介绍
一些有趣的编程练习题用来练习学过的golang知识
数字相关
猜数字游戏
go
package main
import (
"fmt"
"math/rand"
)
func main() {
chances := 3 // 机会次数
isWin := false // 是否已经赢得游戏
fmt.Printf("猜数字游戏开始, 你有 %d 次机会!\n", chances)
minNum := 0
maxNum := 9
fmt.Printf("请输入[%d - %d]范围内的一个数字!\n", minNum, maxNum)
anwserNum := rand.Intn(maxNum) // 谜底数字
// fmt.Println("谜底是:", anwserNum)
for chances > 0 {
chances -= 1
// 获取用户输入
var inputNum int
_, err := fmt.Scanf("%d\n", &inputNum)
if err != nil {
fmt.Printf("❌ 输入错误, 请输入[%d - %d]范围内的一个数字!\n", minNum, maxNum)
break
}
if inputNum < minNum || inputNum > maxNum {
fmt.Printf("输入的数字超出范围, 你还有 %d 次机会!\n", chances)
} else if inputNum < anwserNum {
fmt.Printf("你猜的数字小于答案, 你还有 %d 次机会!\n", chances)
} else if inputNum > anwserNum {
fmt.Printf("你猜的数字大于答案, 你还有 %d 次机会!\n", chances)
} else {
isWin = true
fmt.Println("🎉 恭喜你猜对了, 你赢得了游戏")
break
}
}
if !isWin {
print("😢 游戏结束, 你输了")
}
}向上/向下/四舍五入取整
go
package main
import (
"fmt"
"math"
)
func main() {
f1 := 1.1
f2 := 1.8
f3 := 1.5
f4 := 1.4
// 向上取整
fmt.Printf("%f 向上取整: %f \n", f1, math.Ceil(f1))

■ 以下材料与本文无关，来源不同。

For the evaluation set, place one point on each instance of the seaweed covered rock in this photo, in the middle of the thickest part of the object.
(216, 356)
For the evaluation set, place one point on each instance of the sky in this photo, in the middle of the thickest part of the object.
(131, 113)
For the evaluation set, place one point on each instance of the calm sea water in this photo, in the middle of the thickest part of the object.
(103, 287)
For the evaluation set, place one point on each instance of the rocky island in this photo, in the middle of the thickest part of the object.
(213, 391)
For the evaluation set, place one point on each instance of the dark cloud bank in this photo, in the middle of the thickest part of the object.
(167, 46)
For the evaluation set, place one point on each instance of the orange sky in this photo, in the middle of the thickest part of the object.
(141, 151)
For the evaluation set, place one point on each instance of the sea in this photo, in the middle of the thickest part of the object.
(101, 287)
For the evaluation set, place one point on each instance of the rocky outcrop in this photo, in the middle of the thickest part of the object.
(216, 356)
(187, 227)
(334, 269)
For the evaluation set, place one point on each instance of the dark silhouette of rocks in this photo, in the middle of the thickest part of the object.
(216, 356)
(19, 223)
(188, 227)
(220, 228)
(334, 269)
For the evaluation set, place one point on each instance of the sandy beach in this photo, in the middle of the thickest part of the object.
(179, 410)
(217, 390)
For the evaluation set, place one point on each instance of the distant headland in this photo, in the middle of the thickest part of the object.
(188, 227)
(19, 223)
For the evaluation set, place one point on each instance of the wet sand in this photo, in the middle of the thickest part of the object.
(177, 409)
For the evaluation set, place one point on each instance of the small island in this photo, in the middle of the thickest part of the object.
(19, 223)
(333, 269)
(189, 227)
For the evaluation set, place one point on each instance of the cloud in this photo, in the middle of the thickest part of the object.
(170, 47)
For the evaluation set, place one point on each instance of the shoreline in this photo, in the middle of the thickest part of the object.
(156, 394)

fmt.Printf("%f 向上取整: %f \n", f2, math.Ceil(f2))
fmt.Printf("%f 向上取整: %f \n", f3, math.Ceil(f3))
fmt.Printf("%f 向上取整: %f \n", f4, math.Ceil(f4))
// 向下取整
fmt.Printf("%f 向下取整: %f \n", f1, math.Floor(f1))
fmt.Printf("%f 向下取整: %f \n", f2, math.Floor(f2))
fmt.Printf("%f 向下取整: %f \n", f3, math.Floor(f3))
fmt.Printf("%f 向下取整: %f \n", f4, math.Floor(f4))
// 四舍五入取整
fmt.Printf("%f 四舍五入取整: %f \n", f1, math.Round(f1))
fmt.Printf("%f 四舍五入取整: %f \n", f2, math.Round(f2))
fmt.Printf("%f 四舍五入取整: %f \n", f3, math.Round(f3))
fmt.Printf("%f 四舍五入取整: %f \n", f4, math.Round(f4))
}绝对值/较大值/最小值/次方/求余
go
package main
import (
"fmt"
"math"
)
func main() {
// 绝对值
fmt.Printf("%d 的绝对值是 %f \n", -10, math.Abs(-10))
fmt.Printf("%d 的绝对值是 %f \n", 10, math.Abs(10))
// 较大值
fmt.Printf("%d,%d 的较大值是 %f \n", 5, 10, math.Max(5, 10))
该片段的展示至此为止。